Ukraine is expected to further regain control of its airspace this summer when Ukraine’s first F-16s are to take to the air. This year, Belgium, Denmark, Norway, and the Netherlands are giving Ukraine almost all their F-16 fighter jets, about 100 aircraft in total. The NATO countries are buying the more modern F-35s.
For an air war of a different sort, Ukraine plans to produce this year “thousands” of long range drones with the capacities to hit Moscow and Saint Petersburg, Ukraine’s digital minister, Mykhailo Fedorov, told Reuters two weeks ago. Carrying explosives up to 600 miles, these kamikaze drones will put in danger a swath of Russia twice the size of California, calculates Verstka, an independent Russian investigative news outlet.
On the war anniversary Saturday, long range drones hit the Novolipetsk Steel plant, responsible for 18 percent of Russia’s steel output. While plant managers publicly minimized the damage, video posted on social media in Lipetsk showed a big explosion, with orange flames lighting up the night. Although company officials say their rolled steel only goes for civilian uses, Ukrainian officials say it also goes for artillery shells, missiles and drones.
Attacking Russia’s energy infrastructure, the nation’s economic lifeblood, Ukrainian drones are hitting Russian oil refineries, storage tanks, and export terminals. Refinery output dipped in January, contributing to the government’s decision to freeze gasoline exports starting March 1.

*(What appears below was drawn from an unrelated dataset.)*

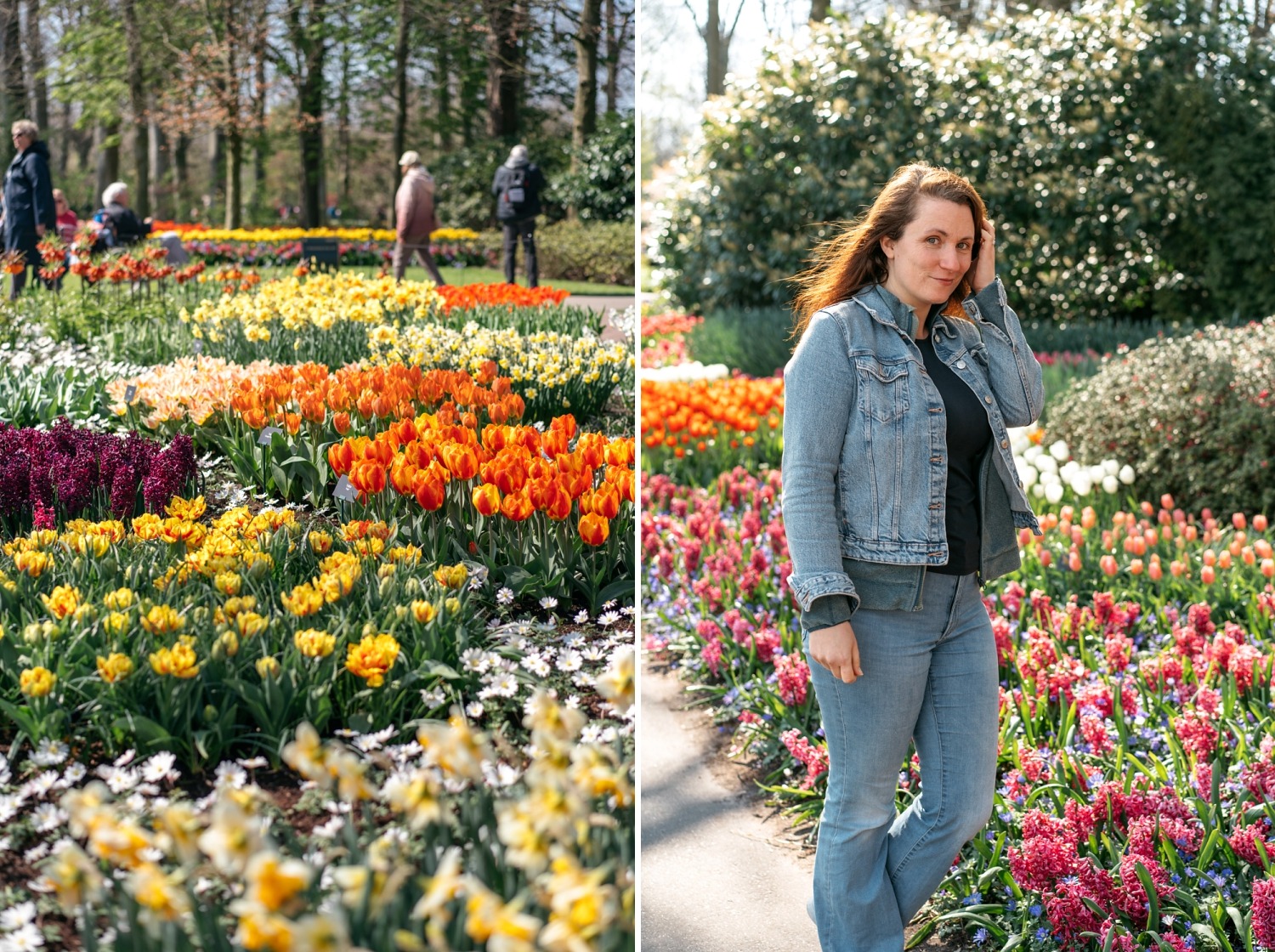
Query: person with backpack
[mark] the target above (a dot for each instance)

“The Ukrainian air strike campaign targeting high-value energy assets inside Russia is likely to expand in the coming months,” predict two analysts for the Kyiv-based Center for Defense Strategies, Victoria Vdovychenko and Alexander Khara. In an Atlantic Council essay titled “Ukrainian long-range drones target Putin’s war machine inside Russia,” they write: “If drone attacks succeed in causing significant disruption to Russia’s economically vital energy sector, this could negatively impact military operations in Ukraine and domestic stability in Russia.”
Faced with trying to protect military industrial sites in the world’s largest country, Russian defense officials also may have to look beyond the 600-mile range from Ukraine. On February 15, a major explosion shook a high security military manufacturing plant in Biysk, a Siberian city 2,500 miles east of Ukraine.

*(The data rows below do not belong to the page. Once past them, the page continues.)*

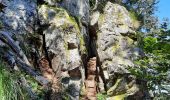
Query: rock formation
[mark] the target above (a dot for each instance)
(81, 53)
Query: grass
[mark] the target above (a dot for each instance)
(9, 88)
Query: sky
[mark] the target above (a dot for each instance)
(163, 9)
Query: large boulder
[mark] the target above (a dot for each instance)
(115, 48)
(19, 16)
(63, 42)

Owned by Russian space agency Roscosmos, the plant “produces…ammunition, solid propellant charges for rocket engines and explosives for industrial purposes,” reports Meduza, an independent Russian news site based in Latvia. The facility has been sanctioned by Ukraine, the United States, and the European Union.
Explanations vary for the daytime explosion, which sent up a huge white cloud widely visible across the city of 180,000. It could have been the result of an accident or sabotage. Or it could have been caused by a kamikaze drone secretly launched by Ukrainian agents in Kazakhstan or Mongolia, two countries with borders only 200 miles south of Biysk.